You're viewing version 2.18 of the OpenSearch documentation. This version is no longer maintained. For the latest version, see the current documentation. For information about OpenSearch version maintenance, see Release Schedule and Maintenance Policy.
Stop token filter
The stop
token filter is used to remove common words (also known as stopwords) from a token stream during analysis. Stopwords are typically articles and prepositions, such as a
or for
. These words are not significantly meaningful in search queries and are often excluded to improve search efficiency and relevance.
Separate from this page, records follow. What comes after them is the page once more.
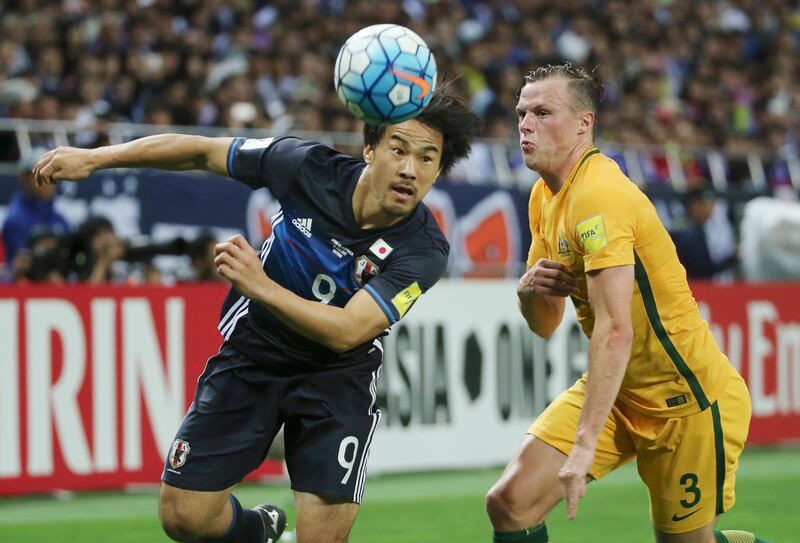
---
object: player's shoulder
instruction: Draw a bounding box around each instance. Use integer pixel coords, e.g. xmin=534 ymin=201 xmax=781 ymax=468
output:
xmin=573 ymin=151 xmax=642 ymax=205
xmin=395 ymin=203 xmax=450 ymax=256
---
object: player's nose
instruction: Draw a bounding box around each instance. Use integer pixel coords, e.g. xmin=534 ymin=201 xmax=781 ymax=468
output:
xmin=400 ymin=157 xmax=417 ymax=180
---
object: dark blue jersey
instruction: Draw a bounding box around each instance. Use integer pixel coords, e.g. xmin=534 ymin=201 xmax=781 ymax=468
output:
xmin=219 ymin=137 xmax=450 ymax=372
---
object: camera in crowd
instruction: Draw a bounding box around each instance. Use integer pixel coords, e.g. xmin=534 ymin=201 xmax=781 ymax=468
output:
xmin=22 ymin=217 xmax=200 ymax=282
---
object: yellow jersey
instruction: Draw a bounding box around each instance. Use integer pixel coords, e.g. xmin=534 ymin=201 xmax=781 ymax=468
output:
xmin=528 ymin=148 xmax=735 ymax=417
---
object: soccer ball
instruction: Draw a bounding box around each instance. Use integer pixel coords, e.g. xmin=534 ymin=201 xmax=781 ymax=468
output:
xmin=334 ymin=24 xmax=436 ymax=124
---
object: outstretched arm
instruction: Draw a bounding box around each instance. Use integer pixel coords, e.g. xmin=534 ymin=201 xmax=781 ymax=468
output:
xmin=558 ymin=266 xmax=633 ymax=519
xmin=33 ymin=134 xmax=233 ymax=185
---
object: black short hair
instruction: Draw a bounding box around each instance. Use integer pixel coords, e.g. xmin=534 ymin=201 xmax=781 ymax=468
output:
xmin=364 ymin=85 xmax=481 ymax=174
xmin=517 ymin=62 xmax=603 ymax=116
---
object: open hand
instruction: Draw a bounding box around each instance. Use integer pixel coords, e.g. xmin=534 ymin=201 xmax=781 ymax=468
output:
xmin=214 ymin=234 xmax=271 ymax=300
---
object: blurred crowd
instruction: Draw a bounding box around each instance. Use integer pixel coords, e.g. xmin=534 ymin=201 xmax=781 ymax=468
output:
xmin=0 ymin=0 xmax=800 ymax=283
xmin=0 ymin=151 xmax=222 ymax=284
xmin=0 ymin=0 xmax=800 ymax=159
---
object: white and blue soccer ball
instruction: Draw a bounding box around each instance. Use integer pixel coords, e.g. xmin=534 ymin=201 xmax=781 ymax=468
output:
xmin=334 ymin=24 xmax=436 ymax=124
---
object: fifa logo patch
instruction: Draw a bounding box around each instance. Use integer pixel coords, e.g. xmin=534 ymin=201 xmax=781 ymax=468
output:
xmin=558 ymin=232 xmax=572 ymax=256
xmin=169 ymin=439 xmax=191 ymax=469
xmin=576 ymin=215 xmax=608 ymax=254
xmin=353 ymin=255 xmax=380 ymax=287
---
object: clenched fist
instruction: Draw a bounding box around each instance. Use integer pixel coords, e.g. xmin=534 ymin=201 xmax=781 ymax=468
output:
xmin=33 ymin=147 xmax=95 ymax=186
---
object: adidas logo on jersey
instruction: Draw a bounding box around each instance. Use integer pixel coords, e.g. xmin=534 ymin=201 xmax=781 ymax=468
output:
xmin=292 ymin=219 xmax=313 ymax=238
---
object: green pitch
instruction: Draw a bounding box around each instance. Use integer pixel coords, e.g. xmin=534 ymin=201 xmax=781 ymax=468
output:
xmin=0 ymin=448 xmax=800 ymax=543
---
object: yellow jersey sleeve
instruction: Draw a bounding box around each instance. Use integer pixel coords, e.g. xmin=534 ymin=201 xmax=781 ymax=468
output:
xmin=528 ymin=179 xmax=547 ymax=268
xmin=570 ymin=179 xmax=637 ymax=272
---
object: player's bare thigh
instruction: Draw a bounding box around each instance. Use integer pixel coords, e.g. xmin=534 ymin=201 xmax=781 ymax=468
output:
xmin=486 ymin=435 xmax=567 ymax=532
xmin=158 ymin=483 xmax=234 ymax=541
xmin=655 ymin=517 xmax=719 ymax=543
xmin=294 ymin=491 xmax=359 ymax=543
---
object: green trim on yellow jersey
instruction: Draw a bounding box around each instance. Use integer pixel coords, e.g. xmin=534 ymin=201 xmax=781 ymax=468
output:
xmin=711 ymin=402 xmax=725 ymax=515
xmin=633 ymin=251 xmax=711 ymax=411
xmin=575 ymin=148 xmax=600 ymax=176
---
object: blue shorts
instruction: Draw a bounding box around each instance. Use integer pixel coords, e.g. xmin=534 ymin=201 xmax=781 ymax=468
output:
xmin=161 ymin=345 xmax=382 ymax=503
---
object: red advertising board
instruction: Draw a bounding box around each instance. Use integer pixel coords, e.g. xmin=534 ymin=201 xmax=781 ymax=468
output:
xmin=0 ymin=283 xmax=800 ymax=495
xmin=0 ymin=285 xmax=280 ymax=495
xmin=692 ymin=283 xmax=800 ymax=444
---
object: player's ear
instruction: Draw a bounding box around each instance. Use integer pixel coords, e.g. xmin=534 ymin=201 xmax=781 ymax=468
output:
xmin=362 ymin=144 xmax=375 ymax=164
xmin=578 ymin=111 xmax=594 ymax=134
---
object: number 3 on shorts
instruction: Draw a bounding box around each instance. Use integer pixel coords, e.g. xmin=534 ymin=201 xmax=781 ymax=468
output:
xmin=681 ymin=473 xmax=700 ymax=509
xmin=339 ymin=436 xmax=358 ymax=485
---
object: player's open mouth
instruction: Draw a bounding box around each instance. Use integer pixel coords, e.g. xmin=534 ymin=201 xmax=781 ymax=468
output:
xmin=392 ymin=185 xmax=414 ymax=199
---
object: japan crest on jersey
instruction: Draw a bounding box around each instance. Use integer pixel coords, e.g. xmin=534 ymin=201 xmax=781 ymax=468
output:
xmin=353 ymin=255 xmax=380 ymax=287
xmin=369 ymin=238 xmax=394 ymax=260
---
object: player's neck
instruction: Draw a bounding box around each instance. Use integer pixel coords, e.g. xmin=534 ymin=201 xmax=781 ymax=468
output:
xmin=352 ymin=166 xmax=405 ymax=230
xmin=538 ymin=140 xmax=594 ymax=194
The default list of English stopwords includes the following words: a
, an
, and
, are
, as
, at
, be
, but
, by
, for
, if
, in
, into
, is
, it
, no
, not
, of
, on
, or
, such
, that
, the
, their
, then
, there
, these
, they
, this
, to
, was
, will
, and with
.
Parameters
The stop
token filter can be configured with the following parameters.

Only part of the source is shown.